Story by Stella Soon
Ask Johanna Lim what school she was from, and you won’t get the textbook answer of “XX Polytechnic” or “YY Junior College”.
That’s because the first time she stepped into a classroom was at the age of 23, as a first-year undergraduate in the National University of Singapore (NUS).
Born the fifth of nine children, Johanna was homeschooled by her parents since birth and self-studied her way into NUS and the University Scholars Programme (USP).
“I was homeschooled from kindergarten. Basically I’ve never been to school at all.”
The driven individual self-studied her way through the A-level examinations, taking up a hybrid combination of Mathematics, Chemistry, Geography, and English Linguistics, but her results missed the mark.
Determined to not let that get in her way, she then took the SAT subject tests. This paved the way for her admission into NUS’ Faculty of Arts and Social Sciences (FASS).
“People say ‘wow, you finished your high school by self-studying’. What motivated me? I don’t know, just that I have to finish.”
“I did it, but it was super tough. Not something I’d recommend,” she said with a laugh.
While Johanna has her heart set on double majoring in social work and Southeast Asian studies, she confessed to wanting to “study everything” initially.
“I went for the orientation lecture and every HOD [Head of Department] was giving their presentation. Philosophy – ah, I want to study that one. History – ah, I want to study that one.”
So applying for USP at the end of her first semester was a natural choice. “If I can’t do everything in FASS, I can just do it in USP.”
The Formative Years
Johanna was not the only one of the Lims who was homeschooled – she and all her 8 siblings studied, played, and slept under one roof.
Describing her parents as “fairly protective”, she attributed the reasons for their decision to homeschool their brood to religion and not wanting them to be negatively influenced by their peers.
“They wanted to control our education and make it more religious.”
So while her academic curriculum was based off the mainstream syllabus and books bought from Popular bookstore, she also followed a Christian religious curriculum from the United States.
Days were largely centred around completing both syllabi and doing the household chores.

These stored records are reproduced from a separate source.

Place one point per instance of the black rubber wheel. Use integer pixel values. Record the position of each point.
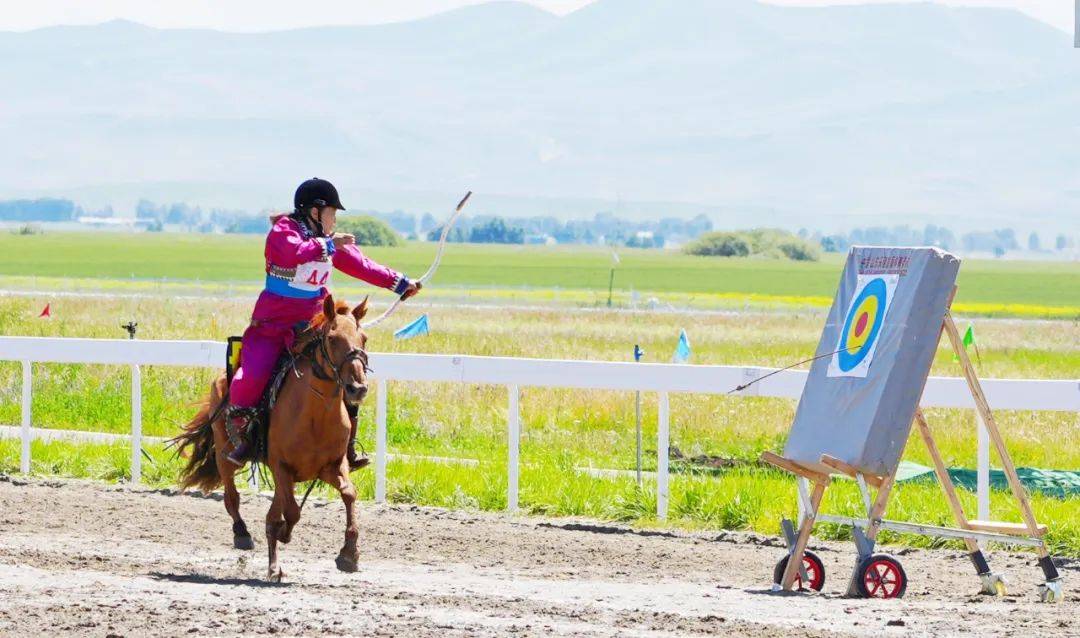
(815, 570)
(881, 575)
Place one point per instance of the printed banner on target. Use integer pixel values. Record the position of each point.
(862, 325)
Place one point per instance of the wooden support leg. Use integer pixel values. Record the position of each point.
(1052, 589)
(943, 477)
(795, 560)
(984, 410)
(990, 582)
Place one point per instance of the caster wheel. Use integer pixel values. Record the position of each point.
(881, 575)
(815, 571)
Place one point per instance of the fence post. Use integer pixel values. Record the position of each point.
(513, 444)
(380, 443)
(662, 458)
(25, 456)
(136, 424)
(983, 473)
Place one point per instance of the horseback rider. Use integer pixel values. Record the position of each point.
(301, 253)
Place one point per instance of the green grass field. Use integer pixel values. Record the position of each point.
(562, 430)
(1050, 289)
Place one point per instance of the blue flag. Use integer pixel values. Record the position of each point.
(683, 350)
(417, 328)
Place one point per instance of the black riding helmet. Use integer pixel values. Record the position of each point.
(315, 192)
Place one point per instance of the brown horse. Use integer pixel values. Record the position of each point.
(309, 432)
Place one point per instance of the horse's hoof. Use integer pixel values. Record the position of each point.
(347, 564)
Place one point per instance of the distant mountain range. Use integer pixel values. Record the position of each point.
(753, 113)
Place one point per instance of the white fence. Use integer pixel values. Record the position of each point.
(945, 392)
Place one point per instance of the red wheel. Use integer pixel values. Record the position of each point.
(815, 571)
(881, 575)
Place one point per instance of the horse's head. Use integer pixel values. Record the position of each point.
(345, 355)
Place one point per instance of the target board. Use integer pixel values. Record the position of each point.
(875, 354)
(862, 325)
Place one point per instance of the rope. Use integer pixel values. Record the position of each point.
(431, 270)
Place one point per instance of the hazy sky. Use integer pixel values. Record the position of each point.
(257, 15)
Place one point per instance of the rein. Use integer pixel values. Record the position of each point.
(319, 348)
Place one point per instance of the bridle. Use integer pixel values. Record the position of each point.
(319, 347)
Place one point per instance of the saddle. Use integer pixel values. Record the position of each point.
(260, 425)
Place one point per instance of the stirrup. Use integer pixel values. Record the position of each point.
(238, 425)
(356, 461)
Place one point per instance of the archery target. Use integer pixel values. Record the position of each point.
(862, 326)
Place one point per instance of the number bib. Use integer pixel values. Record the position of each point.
(312, 276)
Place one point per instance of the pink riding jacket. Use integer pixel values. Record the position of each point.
(298, 273)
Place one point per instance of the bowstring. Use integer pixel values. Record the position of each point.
(431, 270)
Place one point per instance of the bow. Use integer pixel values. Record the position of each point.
(431, 270)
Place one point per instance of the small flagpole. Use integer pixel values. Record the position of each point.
(637, 411)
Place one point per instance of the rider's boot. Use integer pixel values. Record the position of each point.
(355, 461)
(238, 424)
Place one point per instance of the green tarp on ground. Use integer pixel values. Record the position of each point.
(1053, 483)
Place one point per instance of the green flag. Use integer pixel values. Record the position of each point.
(969, 339)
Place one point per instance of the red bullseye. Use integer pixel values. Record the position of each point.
(861, 325)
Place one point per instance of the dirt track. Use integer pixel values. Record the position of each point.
(80, 558)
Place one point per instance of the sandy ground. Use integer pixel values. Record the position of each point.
(85, 559)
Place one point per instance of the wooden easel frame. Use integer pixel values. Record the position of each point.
(1030, 532)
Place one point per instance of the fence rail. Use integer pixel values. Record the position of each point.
(512, 372)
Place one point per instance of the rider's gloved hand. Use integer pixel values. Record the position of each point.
(342, 239)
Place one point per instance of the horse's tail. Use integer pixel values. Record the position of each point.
(197, 444)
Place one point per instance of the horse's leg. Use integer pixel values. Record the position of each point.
(241, 538)
(274, 525)
(349, 555)
(289, 510)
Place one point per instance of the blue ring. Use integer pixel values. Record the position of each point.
(848, 361)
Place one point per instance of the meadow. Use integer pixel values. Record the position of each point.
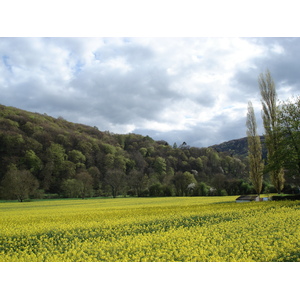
(175, 229)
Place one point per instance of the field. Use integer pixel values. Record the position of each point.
(198, 229)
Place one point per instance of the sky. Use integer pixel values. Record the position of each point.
(193, 90)
(173, 70)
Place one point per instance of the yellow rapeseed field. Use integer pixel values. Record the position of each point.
(198, 229)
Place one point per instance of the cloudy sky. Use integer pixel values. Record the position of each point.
(175, 89)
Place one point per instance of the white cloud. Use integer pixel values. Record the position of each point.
(183, 88)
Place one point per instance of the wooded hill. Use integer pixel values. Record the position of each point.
(239, 147)
(65, 159)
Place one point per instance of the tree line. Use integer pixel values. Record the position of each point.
(42, 156)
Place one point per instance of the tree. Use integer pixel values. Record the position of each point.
(289, 122)
(87, 184)
(72, 188)
(18, 184)
(182, 181)
(254, 151)
(272, 134)
(116, 180)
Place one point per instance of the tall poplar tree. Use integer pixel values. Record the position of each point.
(272, 132)
(254, 151)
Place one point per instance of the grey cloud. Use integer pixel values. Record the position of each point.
(73, 78)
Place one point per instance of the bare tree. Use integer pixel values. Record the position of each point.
(272, 133)
(254, 151)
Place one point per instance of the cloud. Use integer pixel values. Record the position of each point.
(176, 89)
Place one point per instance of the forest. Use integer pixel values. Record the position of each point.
(46, 157)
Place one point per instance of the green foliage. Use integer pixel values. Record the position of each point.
(56, 151)
(18, 185)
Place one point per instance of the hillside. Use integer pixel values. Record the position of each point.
(76, 160)
(238, 147)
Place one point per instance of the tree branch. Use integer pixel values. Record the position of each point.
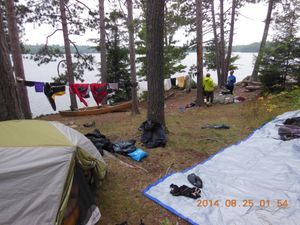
(58, 65)
(79, 54)
(83, 5)
(51, 35)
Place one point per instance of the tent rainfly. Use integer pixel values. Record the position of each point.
(46, 169)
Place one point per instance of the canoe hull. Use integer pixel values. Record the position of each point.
(95, 110)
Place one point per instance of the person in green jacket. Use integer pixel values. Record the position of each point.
(208, 87)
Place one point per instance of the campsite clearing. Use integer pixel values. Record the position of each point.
(120, 197)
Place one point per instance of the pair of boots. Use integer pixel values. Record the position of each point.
(188, 191)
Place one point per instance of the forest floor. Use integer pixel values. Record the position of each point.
(121, 199)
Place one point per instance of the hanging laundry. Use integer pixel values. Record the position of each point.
(28, 83)
(173, 81)
(167, 84)
(81, 90)
(99, 91)
(113, 86)
(52, 91)
(180, 81)
(39, 86)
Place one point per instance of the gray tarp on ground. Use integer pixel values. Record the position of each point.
(258, 168)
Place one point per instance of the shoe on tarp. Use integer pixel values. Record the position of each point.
(195, 180)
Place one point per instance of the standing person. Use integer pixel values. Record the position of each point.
(230, 82)
(208, 86)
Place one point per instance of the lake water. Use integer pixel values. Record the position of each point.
(39, 103)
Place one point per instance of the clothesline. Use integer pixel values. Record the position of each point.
(82, 90)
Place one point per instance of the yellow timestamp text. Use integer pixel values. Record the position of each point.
(227, 203)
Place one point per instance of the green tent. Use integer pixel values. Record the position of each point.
(37, 166)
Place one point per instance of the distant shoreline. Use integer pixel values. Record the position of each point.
(86, 49)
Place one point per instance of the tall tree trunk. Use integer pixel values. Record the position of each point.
(165, 25)
(229, 51)
(263, 41)
(222, 44)
(135, 109)
(70, 70)
(199, 20)
(9, 101)
(102, 43)
(155, 46)
(17, 56)
(216, 40)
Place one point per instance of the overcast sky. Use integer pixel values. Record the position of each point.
(248, 29)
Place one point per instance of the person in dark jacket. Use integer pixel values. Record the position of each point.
(231, 80)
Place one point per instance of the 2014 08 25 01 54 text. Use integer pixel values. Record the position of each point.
(234, 203)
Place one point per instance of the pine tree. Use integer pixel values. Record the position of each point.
(281, 60)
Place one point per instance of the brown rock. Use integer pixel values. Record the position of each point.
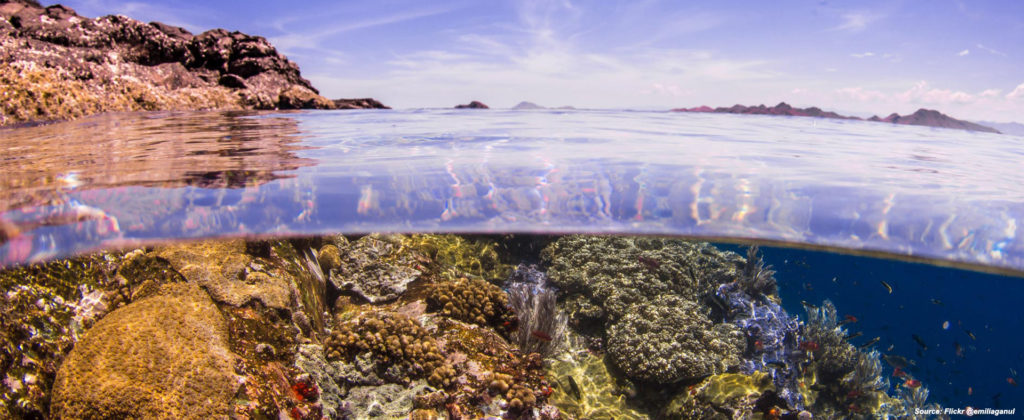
(163, 357)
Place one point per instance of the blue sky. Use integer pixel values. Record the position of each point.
(963, 57)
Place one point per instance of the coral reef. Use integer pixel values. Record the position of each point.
(672, 339)
(600, 278)
(45, 307)
(379, 267)
(724, 396)
(163, 357)
(471, 300)
(541, 326)
(399, 348)
(457, 256)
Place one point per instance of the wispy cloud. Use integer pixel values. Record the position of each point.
(992, 50)
(857, 21)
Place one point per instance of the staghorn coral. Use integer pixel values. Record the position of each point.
(471, 300)
(454, 256)
(671, 339)
(163, 357)
(398, 348)
(600, 278)
(541, 325)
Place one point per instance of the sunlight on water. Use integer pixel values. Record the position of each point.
(915, 192)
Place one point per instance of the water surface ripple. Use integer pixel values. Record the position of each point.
(122, 179)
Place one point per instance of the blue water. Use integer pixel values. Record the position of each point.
(987, 305)
(938, 196)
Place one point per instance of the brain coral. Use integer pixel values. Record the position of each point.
(671, 339)
(162, 357)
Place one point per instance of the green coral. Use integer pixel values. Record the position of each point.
(398, 347)
(473, 301)
(456, 256)
(671, 339)
(379, 267)
(724, 396)
(162, 357)
(601, 278)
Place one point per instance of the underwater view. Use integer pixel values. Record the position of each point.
(192, 227)
(526, 264)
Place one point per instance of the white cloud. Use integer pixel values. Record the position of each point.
(857, 21)
(992, 50)
(1018, 92)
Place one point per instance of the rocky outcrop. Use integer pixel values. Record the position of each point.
(932, 118)
(929, 118)
(476, 105)
(57, 65)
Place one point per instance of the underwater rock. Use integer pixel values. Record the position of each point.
(600, 278)
(162, 357)
(397, 348)
(228, 274)
(723, 396)
(378, 267)
(57, 65)
(670, 339)
(45, 307)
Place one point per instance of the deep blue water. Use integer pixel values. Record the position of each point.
(924, 297)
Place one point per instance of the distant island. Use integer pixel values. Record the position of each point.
(530, 106)
(923, 117)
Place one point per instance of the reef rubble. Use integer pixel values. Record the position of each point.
(258, 329)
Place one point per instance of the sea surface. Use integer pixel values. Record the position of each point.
(932, 214)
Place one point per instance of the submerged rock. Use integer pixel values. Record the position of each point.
(671, 339)
(163, 357)
(378, 267)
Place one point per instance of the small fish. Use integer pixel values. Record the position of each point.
(574, 387)
(920, 341)
(870, 342)
(896, 361)
(541, 335)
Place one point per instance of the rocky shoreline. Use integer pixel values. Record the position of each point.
(57, 65)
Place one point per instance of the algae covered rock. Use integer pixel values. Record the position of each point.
(162, 357)
(471, 300)
(601, 277)
(378, 267)
(671, 339)
(728, 395)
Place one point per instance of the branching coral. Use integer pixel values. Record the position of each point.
(471, 300)
(398, 346)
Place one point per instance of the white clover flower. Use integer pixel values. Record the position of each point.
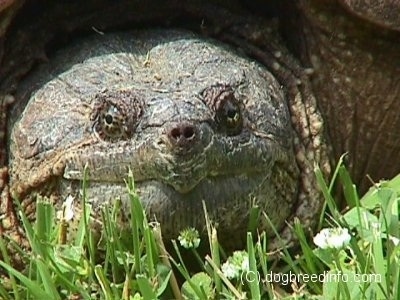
(67, 209)
(334, 238)
(230, 270)
(235, 264)
(189, 238)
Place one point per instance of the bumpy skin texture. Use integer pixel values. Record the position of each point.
(192, 120)
(348, 70)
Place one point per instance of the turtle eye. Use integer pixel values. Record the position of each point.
(112, 122)
(115, 115)
(228, 115)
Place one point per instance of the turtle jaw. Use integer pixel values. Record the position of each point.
(228, 200)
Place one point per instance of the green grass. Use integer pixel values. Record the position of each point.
(134, 264)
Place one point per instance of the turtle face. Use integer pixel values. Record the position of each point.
(192, 120)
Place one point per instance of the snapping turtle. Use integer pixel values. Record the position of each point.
(196, 120)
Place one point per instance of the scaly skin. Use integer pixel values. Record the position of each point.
(353, 67)
(193, 121)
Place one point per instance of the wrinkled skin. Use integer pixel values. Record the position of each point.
(174, 94)
(343, 64)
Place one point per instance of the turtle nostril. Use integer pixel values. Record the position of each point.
(188, 132)
(182, 133)
(175, 133)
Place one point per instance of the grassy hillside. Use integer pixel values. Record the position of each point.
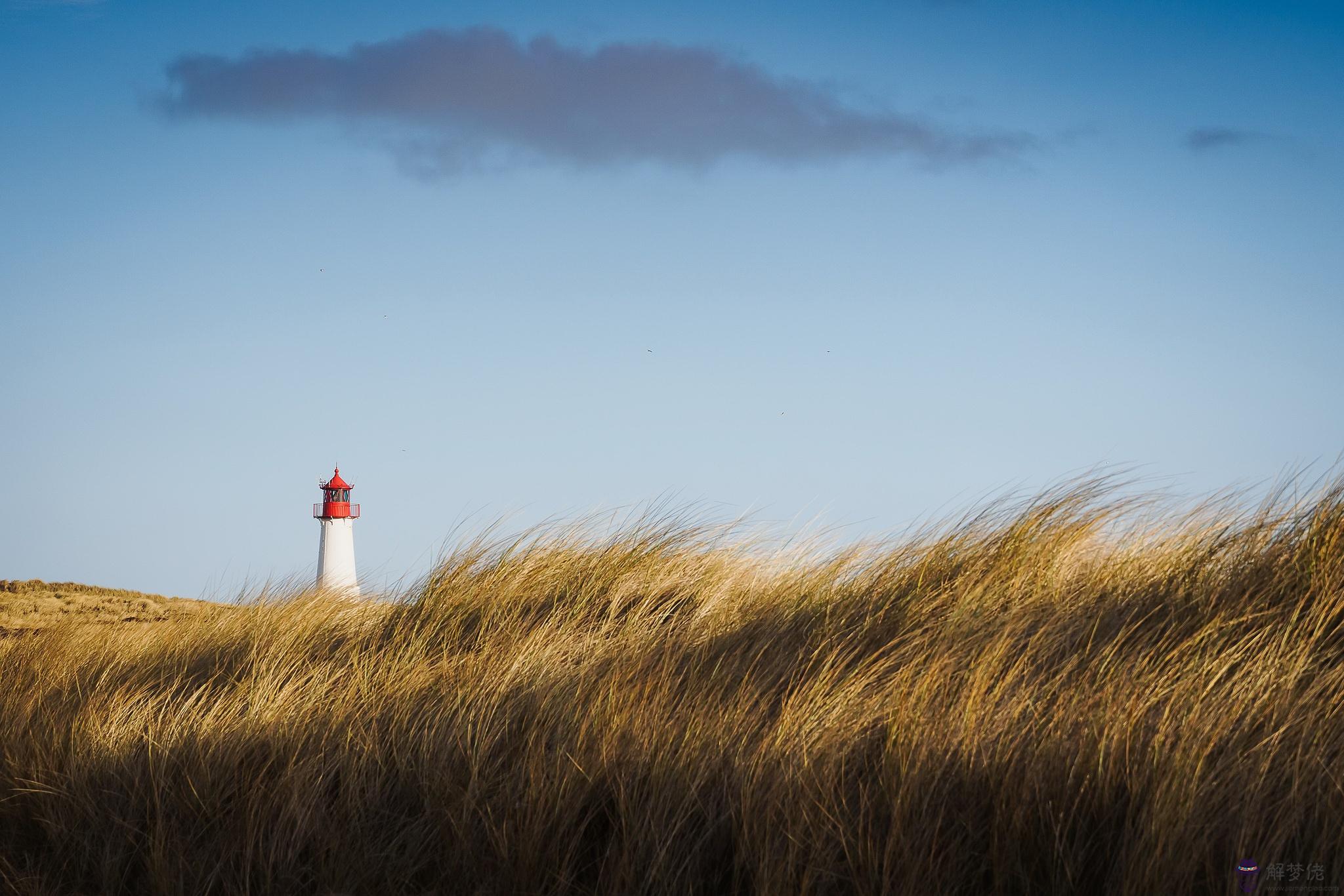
(1072, 695)
(32, 605)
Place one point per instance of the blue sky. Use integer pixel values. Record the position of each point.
(207, 298)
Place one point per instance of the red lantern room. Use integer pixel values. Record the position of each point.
(335, 500)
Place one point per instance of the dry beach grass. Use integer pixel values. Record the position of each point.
(1074, 693)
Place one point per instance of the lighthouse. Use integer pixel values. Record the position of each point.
(337, 550)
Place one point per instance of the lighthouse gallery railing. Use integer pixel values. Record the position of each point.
(337, 507)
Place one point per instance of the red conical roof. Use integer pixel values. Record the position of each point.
(337, 483)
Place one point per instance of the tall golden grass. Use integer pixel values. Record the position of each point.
(1078, 692)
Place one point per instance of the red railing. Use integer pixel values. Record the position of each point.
(335, 510)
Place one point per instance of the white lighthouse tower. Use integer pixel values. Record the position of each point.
(337, 550)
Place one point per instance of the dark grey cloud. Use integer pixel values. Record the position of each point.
(450, 100)
(1203, 138)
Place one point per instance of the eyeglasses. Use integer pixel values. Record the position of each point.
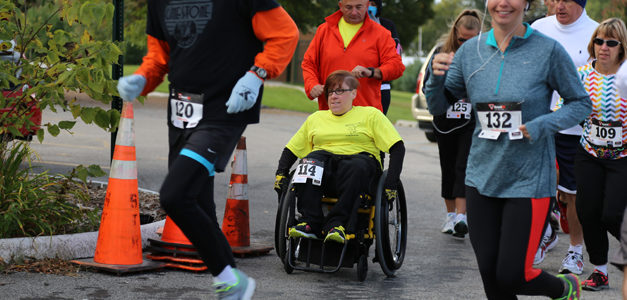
(609, 43)
(339, 91)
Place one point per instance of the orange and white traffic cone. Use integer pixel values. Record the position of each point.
(175, 248)
(119, 245)
(235, 224)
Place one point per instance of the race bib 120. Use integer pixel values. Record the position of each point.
(186, 109)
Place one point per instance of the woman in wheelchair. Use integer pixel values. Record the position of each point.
(343, 143)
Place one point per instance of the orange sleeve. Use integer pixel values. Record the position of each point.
(311, 63)
(155, 64)
(278, 31)
(391, 63)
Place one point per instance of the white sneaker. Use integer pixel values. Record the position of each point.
(461, 227)
(572, 263)
(449, 224)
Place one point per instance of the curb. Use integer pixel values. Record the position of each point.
(66, 246)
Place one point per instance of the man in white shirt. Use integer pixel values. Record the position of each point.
(573, 29)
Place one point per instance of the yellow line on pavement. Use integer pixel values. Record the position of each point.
(77, 146)
(60, 163)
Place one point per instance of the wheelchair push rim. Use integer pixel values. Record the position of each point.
(390, 229)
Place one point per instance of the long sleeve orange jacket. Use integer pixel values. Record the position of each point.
(372, 46)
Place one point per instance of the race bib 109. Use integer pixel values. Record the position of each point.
(607, 134)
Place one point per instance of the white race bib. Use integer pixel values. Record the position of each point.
(499, 117)
(186, 109)
(308, 168)
(606, 133)
(458, 110)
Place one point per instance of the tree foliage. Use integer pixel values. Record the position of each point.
(63, 49)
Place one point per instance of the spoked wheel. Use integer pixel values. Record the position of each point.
(286, 220)
(278, 233)
(362, 268)
(288, 260)
(390, 228)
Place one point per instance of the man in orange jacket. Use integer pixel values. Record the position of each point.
(349, 40)
(217, 55)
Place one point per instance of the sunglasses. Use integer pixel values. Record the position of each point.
(339, 91)
(609, 43)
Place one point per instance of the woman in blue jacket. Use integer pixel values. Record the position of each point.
(508, 75)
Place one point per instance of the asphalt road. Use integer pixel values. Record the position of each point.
(436, 265)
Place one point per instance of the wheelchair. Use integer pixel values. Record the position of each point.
(379, 221)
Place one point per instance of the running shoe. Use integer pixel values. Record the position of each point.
(596, 282)
(336, 234)
(572, 263)
(461, 228)
(573, 289)
(302, 230)
(243, 289)
(549, 241)
(449, 223)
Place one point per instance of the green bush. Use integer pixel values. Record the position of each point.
(38, 204)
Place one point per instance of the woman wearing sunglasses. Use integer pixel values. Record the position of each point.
(600, 162)
(453, 131)
(508, 74)
(344, 143)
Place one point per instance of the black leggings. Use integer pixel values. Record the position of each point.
(505, 234)
(601, 199)
(344, 175)
(187, 197)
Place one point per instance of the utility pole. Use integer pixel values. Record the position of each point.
(118, 36)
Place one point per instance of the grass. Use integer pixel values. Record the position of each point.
(293, 99)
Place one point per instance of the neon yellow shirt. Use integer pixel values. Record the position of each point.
(348, 31)
(361, 129)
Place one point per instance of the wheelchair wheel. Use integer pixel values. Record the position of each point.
(277, 223)
(362, 268)
(390, 228)
(286, 219)
(286, 264)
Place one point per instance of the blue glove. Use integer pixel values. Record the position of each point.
(131, 86)
(244, 94)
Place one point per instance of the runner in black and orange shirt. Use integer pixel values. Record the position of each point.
(217, 55)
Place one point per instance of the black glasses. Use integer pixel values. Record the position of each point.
(609, 43)
(339, 91)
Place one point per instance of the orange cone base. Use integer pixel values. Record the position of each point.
(235, 223)
(146, 265)
(119, 236)
(173, 234)
(255, 249)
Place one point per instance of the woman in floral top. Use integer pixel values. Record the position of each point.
(600, 164)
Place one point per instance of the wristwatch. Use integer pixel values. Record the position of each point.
(261, 72)
(371, 72)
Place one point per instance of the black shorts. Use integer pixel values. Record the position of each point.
(215, 143)
(566, 146)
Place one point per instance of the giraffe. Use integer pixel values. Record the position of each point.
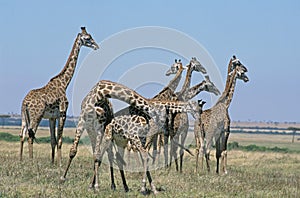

“I’ll usually do a bit of chores first… then have my own quiet time. We’ll have breakfast together, then do more chores until 9 or 10, then we start studying.”
“Usually in the morning we’ll do the Bible curriculum from the States, and in the afternoon we’ll do the Singapore curriculum.”
Yet her innate thirst for knowledge meant she constantly pushed herself to learn things beyond the textbook.
A voracious reader, she finished reading most of the books in her house by the age of 12 and subsequently buried her nose in her parents’ parenting books.
Then she discovered the Internet. It soon became her best friend, and she spent hours devouring Jane Austen’s classics online.
She would also watch Youtube videos of people explaining new things.
“I googled everything,” she said.
Socialisation was part of the homeschooling curriculum as well.
While her mum met up with other homeschooling parents to swap experiences and tips, she would babysit all the children – totalling a dozen – for a few hours on end.
And as these kids were scarce in their teens, it meant her social circle largely consisted of friends younger – or older – than her, but rarely her age.
It’s not something she regrets much, however.
The Big Shift: Homeschool to University
Fast forward nearly two decades, and all Johanna’s homeschooling experiences have shaped her into an independent, driven young lady – nothing like the stereotypical ‘socially awkward’ homeschooled child.
While the transition to interacting with new people 24/7 in university was not bumpy, thanks to her six month-long overseas mission trip and year of work experience, her culture shock came in other forms.
“The greatest culture shock was to hear people say ‘I’m so sian, I don’t want to study’. I’m like, ‘what are you guys talking about?’”
This motivation to work hard definitely runs in the blood.
Her siblings are just as high-achieving – her eldest brother took up a business degree and now grinds numbers in a bank; the third oldest graduated amongst the top of his university cohort; and her younger brother is currently studying law in Australia.
If anything, their success has proved all the homeschooling naysayers wrong.
“It’s quite funny because my grandma was one of the ones who was quite adamant that my older brother should go to school. But now she’s pretty happy with us because I can cook; I can sew; I can handle the house as compared to my cousins.
“She’s happy with how it worked out and that most of us are quite independent and driven.”
And that’s probably why Johanna’s keen on homeschooling her children in the future – her own experience is something she definitely doesn’t regret.
When asked about how her homeschooling experience impacted her, her response came without hesitation.
“I’m not obliged to fit into a particular system. I’m more accepting of a different kind of timeline… something else that is more different; more off the beaten path.”